Mishkin said late yesterday in New York that ``heightened uncertainty'' in markets could hurt consumers, after Yellen said demand is under ``downward pressure.'' By contrast, Dallas Fed President Richard Fisher was ``generally encouraged'' about the economy, and Charles Plosser of the Philadelphia Fed said Sept. 8 there are ``a lot of conflicting data.''
The scope of remarks may reflect debate inside the central bank over whether to lower the benchmark interest rate on Sept. 18 by a quarter-percentage point, or a half-point as some investors expect, Fed watchers said.

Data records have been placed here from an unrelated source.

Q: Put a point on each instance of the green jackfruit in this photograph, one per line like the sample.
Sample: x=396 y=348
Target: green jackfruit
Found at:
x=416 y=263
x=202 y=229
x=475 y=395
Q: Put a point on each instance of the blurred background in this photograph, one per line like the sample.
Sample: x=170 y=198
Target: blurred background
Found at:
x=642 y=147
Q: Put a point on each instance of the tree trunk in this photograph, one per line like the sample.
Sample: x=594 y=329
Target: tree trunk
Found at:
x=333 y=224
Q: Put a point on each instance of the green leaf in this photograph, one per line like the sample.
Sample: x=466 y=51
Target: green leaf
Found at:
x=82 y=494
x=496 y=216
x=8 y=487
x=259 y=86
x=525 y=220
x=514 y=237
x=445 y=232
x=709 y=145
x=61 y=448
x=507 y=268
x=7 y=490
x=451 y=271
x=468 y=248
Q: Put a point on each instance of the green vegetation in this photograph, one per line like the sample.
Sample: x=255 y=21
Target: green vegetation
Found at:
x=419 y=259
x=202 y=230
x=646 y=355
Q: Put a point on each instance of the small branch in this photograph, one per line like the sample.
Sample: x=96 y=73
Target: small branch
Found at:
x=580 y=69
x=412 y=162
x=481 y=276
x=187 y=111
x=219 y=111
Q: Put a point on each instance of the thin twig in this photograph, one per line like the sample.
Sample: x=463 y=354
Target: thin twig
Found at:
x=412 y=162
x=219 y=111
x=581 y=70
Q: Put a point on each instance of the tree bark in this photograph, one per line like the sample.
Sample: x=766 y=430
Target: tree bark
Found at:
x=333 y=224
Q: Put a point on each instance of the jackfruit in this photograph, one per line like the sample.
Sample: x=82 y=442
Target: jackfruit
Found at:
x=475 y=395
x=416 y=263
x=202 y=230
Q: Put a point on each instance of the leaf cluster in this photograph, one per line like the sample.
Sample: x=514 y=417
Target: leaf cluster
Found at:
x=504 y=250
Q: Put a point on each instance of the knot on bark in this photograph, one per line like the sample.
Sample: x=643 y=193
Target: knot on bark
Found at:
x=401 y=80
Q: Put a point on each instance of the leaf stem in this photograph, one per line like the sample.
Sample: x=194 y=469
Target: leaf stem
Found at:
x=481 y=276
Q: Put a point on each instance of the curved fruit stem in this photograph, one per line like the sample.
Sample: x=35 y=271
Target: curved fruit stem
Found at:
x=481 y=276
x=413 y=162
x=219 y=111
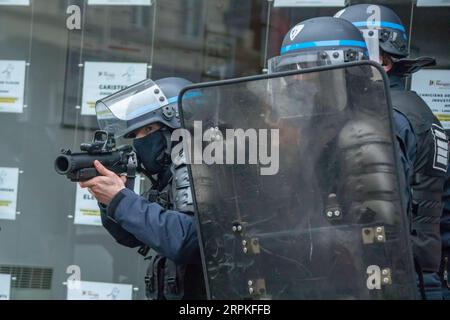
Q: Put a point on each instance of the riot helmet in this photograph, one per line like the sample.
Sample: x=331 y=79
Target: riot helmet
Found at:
x=319 y=42
x=390 y=35
x=144 y=103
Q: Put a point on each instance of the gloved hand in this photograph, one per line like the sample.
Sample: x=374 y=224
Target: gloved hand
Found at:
x=122 y=236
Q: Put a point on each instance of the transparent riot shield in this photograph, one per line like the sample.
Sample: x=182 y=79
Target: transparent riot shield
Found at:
x=297 y=186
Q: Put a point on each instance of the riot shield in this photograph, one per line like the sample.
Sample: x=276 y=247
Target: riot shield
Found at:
x=296 y=184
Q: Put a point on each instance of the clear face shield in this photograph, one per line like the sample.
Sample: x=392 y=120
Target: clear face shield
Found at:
x=127 y=110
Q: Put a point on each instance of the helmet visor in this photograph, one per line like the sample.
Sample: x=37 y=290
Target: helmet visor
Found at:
x=120 y=112
x=306 y=60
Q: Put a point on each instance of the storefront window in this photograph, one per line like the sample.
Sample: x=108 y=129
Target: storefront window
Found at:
x=58 y=57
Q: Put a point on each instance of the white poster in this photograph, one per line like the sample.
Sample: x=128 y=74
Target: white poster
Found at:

``They might be legitimately still debating, even with the market way out in front of them,'' said Chris Rupkey, a senior financial economist at Bank of Tokyo Mitsubishi UFJ Ltd., who was present at Mishkin's address to the Money Marketeers of New York University. ``The Fed is a very deliberative body.''
Rupkey said there's no ambiguity in the Treasury market, with the two-year note yield at 3.84 percent, indicating traders anticipate a series of rate cuts. The yield is more than 1.25 percentage points below the Fed's 5.25 percent target rate for overnight loans between banks.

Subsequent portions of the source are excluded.